People v. Anonymous

Saxe and DeGrasse, JJ.,

dissent in a memorandum by Saxe, J., as follows: I would affirm the denial of defendant’s GPL 440.46 motion for resentencing.

The court met its obligation to “offer an opportunity for a hearing and bring the applicant before it” (L 2004, ch 738, § 23), as required by the 2009 Drug Law Reform Act (see GPL *446440.46 [3]), when defendant was “brought before the court and given an opportunity to be heard” (People v Soler, 45 AD3d 499, 499 [2007], lv dismissed 9 NY3d 1009 [2007]).

Defendant’s moving papers were dated October 7, 2009, and he submitted his reply papers at the initial appearance on the motion on November 17, 2009. At that point, the court was entitled to proceed on the assumption that it had been provided with all the information and arguments on which defendant intended to rely in seeking resentencing. Because there was nothing in those submissions establishing the existence of disputed facts warranting an evidentiary hearing, the statute required nothing farther on the part of the court, except its decision (see People v Burgos, 44 AD3d 387 [2007], lv dismissed 9 NY3d 990 [2007]). The court therefore correctly proceeded on the assumption that it could hand down its decision on the motion on the adjourn date.

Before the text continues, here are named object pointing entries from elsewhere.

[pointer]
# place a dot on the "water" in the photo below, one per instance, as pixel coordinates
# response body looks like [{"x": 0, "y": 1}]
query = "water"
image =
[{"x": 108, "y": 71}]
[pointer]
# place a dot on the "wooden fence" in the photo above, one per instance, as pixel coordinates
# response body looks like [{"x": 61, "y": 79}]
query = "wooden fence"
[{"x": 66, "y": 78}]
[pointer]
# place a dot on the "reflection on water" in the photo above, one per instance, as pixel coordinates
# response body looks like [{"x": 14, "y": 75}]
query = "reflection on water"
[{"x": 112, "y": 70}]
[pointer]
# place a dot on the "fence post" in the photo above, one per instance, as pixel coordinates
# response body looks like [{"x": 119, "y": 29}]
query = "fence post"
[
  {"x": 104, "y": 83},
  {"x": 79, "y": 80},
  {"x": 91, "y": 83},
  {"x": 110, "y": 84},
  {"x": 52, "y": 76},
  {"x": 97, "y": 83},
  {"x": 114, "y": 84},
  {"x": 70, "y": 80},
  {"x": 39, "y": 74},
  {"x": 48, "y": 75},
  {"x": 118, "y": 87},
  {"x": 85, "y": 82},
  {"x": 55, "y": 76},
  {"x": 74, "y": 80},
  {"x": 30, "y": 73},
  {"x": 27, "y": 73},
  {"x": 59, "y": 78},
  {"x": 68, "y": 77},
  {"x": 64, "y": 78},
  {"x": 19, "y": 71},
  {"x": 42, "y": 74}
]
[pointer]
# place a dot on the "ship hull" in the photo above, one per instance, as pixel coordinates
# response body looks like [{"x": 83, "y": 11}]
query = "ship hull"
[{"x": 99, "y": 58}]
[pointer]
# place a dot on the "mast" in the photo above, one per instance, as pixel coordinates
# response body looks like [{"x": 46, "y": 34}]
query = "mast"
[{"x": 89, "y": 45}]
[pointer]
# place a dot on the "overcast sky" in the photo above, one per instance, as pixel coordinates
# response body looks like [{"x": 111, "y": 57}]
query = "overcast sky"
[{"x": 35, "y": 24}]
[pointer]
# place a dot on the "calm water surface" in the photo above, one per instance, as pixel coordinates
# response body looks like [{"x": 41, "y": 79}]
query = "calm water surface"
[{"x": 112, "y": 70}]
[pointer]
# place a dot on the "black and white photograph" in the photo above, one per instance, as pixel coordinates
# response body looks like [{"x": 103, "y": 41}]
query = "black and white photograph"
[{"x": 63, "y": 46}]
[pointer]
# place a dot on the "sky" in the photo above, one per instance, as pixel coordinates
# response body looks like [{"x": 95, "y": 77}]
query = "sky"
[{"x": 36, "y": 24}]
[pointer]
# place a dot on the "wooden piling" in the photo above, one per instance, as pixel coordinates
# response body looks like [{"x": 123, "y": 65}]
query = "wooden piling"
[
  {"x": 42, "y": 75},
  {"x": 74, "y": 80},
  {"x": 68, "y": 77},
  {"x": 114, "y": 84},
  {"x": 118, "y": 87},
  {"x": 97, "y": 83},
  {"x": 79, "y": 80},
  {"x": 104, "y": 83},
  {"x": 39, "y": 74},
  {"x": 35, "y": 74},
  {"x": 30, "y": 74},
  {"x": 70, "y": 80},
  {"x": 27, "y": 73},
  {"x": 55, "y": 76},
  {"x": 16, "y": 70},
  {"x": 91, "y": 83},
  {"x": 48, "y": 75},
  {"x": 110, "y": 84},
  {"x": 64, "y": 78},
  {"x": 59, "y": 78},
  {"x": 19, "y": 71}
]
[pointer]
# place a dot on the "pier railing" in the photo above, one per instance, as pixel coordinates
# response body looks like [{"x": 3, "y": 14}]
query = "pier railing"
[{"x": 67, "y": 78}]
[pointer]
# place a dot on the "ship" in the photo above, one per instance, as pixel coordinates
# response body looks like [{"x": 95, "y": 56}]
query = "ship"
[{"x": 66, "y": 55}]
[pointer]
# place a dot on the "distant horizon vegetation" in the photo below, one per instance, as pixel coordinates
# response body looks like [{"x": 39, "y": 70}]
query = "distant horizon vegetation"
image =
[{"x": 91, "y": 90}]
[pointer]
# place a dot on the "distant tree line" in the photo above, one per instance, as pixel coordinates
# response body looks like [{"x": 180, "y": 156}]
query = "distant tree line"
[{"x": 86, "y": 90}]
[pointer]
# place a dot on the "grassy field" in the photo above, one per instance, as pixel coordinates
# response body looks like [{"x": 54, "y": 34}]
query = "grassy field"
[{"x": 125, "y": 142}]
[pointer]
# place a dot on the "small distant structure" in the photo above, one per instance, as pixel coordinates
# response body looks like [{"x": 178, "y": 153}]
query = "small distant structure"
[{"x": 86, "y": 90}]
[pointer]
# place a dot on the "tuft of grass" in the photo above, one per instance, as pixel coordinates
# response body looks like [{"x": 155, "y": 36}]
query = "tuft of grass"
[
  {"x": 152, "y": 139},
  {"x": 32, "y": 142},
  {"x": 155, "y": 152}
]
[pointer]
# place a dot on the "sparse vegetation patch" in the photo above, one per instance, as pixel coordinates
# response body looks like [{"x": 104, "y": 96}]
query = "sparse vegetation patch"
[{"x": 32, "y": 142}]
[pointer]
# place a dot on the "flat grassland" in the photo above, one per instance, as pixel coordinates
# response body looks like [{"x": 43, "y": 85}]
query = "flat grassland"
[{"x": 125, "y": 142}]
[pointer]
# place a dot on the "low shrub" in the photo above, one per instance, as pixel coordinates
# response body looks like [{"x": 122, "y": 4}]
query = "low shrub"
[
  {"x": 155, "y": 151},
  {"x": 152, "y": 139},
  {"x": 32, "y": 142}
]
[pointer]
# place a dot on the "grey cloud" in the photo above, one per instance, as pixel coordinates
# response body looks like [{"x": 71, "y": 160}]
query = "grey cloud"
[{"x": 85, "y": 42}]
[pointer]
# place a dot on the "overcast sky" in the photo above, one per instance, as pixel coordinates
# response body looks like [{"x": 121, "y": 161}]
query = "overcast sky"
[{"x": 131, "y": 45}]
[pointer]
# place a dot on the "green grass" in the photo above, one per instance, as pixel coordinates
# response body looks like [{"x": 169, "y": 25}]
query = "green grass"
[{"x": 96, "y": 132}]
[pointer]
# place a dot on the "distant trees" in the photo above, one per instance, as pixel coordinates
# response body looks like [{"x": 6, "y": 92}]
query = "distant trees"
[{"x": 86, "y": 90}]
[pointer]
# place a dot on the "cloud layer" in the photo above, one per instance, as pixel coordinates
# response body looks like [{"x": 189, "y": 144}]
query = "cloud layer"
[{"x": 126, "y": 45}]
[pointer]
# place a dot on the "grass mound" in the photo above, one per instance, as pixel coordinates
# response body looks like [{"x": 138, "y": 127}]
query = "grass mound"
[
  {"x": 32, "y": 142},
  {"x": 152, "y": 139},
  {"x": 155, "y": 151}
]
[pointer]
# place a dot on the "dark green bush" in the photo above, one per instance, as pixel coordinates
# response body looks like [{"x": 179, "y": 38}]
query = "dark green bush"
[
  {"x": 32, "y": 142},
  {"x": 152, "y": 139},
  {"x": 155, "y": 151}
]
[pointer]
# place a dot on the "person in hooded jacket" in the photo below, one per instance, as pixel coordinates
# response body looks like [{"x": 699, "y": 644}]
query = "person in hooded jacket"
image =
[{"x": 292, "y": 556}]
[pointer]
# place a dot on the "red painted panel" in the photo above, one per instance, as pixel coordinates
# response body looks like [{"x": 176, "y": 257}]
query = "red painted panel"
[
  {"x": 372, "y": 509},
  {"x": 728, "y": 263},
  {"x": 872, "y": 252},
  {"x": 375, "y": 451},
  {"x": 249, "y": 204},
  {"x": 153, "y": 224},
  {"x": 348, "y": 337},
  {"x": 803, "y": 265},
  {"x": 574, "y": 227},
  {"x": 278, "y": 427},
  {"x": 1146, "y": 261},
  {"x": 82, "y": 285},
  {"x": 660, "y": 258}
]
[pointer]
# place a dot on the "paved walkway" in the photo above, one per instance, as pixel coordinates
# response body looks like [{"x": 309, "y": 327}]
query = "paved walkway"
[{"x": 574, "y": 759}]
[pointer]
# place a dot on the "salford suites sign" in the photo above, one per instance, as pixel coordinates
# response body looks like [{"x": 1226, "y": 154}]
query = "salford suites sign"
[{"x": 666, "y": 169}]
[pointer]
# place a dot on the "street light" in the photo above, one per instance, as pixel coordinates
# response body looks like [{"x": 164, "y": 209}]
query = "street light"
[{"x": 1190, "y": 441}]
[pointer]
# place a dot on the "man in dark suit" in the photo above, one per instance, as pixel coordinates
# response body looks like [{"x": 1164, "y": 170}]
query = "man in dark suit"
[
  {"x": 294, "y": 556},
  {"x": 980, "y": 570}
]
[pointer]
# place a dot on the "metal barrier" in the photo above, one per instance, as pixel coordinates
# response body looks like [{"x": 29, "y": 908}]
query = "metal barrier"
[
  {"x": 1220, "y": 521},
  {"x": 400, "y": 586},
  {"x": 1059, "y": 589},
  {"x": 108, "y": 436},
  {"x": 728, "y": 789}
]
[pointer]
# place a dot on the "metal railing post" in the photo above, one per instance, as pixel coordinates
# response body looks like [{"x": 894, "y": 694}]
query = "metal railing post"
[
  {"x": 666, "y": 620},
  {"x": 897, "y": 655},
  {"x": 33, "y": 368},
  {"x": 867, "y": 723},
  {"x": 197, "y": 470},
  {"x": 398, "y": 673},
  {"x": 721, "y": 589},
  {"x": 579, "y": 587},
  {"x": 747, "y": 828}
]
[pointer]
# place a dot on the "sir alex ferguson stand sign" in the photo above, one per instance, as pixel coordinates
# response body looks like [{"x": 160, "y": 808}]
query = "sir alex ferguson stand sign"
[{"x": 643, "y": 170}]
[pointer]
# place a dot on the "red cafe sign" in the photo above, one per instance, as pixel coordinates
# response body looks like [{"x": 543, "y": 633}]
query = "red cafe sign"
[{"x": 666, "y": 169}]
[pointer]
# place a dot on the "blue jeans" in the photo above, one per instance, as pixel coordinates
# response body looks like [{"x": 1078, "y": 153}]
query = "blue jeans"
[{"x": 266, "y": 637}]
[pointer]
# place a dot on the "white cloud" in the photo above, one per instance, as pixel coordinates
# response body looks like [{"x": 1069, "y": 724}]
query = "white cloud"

The letter that defense counsel handed up to the court on the adjourn date was insufficient to require the court to handle the motion in any other way. The letter contained no substantive factual assertions. It merely amounted to an assertion by defense counsel that a Department of Correctional Services official had unspecified “information relevant to the resentencing application” to share with the court. Such a vague reference to “information” does not give rise to a “controverted issue of fact” (L 2004, ch 738, § 23) so as to warrant a hearing. Nor was the letter even sufficient to indicate that the referred-to information was material to the issues relevant to resentencing (see People v Diggins, 11 NY3d 518, 524-525 [2008]).

The majority agrees that the court had no obligation to procure the purported information, but concludes that it erred in failing to grant defendant an adjournment. I disagree. First, the letter does not explain why the existence and substance of that information could not have been timely obtained and provided; its unexplained reference to a “misplaced” file is insufficient. Second, the record establishes no reason to conclude that an adjournment was warranted, either as a matter of law or in the exercise of discretion. If, as the majority agrees, the extra time sought was not to be used for the court to contact the Deputy Inspector General, then the court should have been given some basis to believe that counsel possessed substantive information that she would be able to document in the intervening period. However, nothing in the submitted letter indicates that given additional time, the defense could have obtained the vaguely referred-to additional information. Indeed, the record fails to establish that defense counsel possessed actual substan*447tive information at that time, and chose not to convey it because the court denied defense counsel’s request to close the courtroom. Counsel said on the record that “rather than describe [the additional information] in open court I would like to submit this letter,” and then submitted a letter that failed to describe even the nature of the information. She did not seek to speak off the record at a sidebar conference, or take any other steps to protect defendant from public disclosure of the claimed information.

On the merits of the motion, the court properly exercised its discretion in determining that substantial justice dictated the denial of the application. That conclusion was warranted by the totality of the circumstances, including defendant’s six felony convictions, his involvement in the sale of large quantities of drugs, his extensive prison disciplinary record, and his multiple failures to appear in court (see e.g. People v Estela, 80 AD3d 526 [2011]). I would therefore affirm.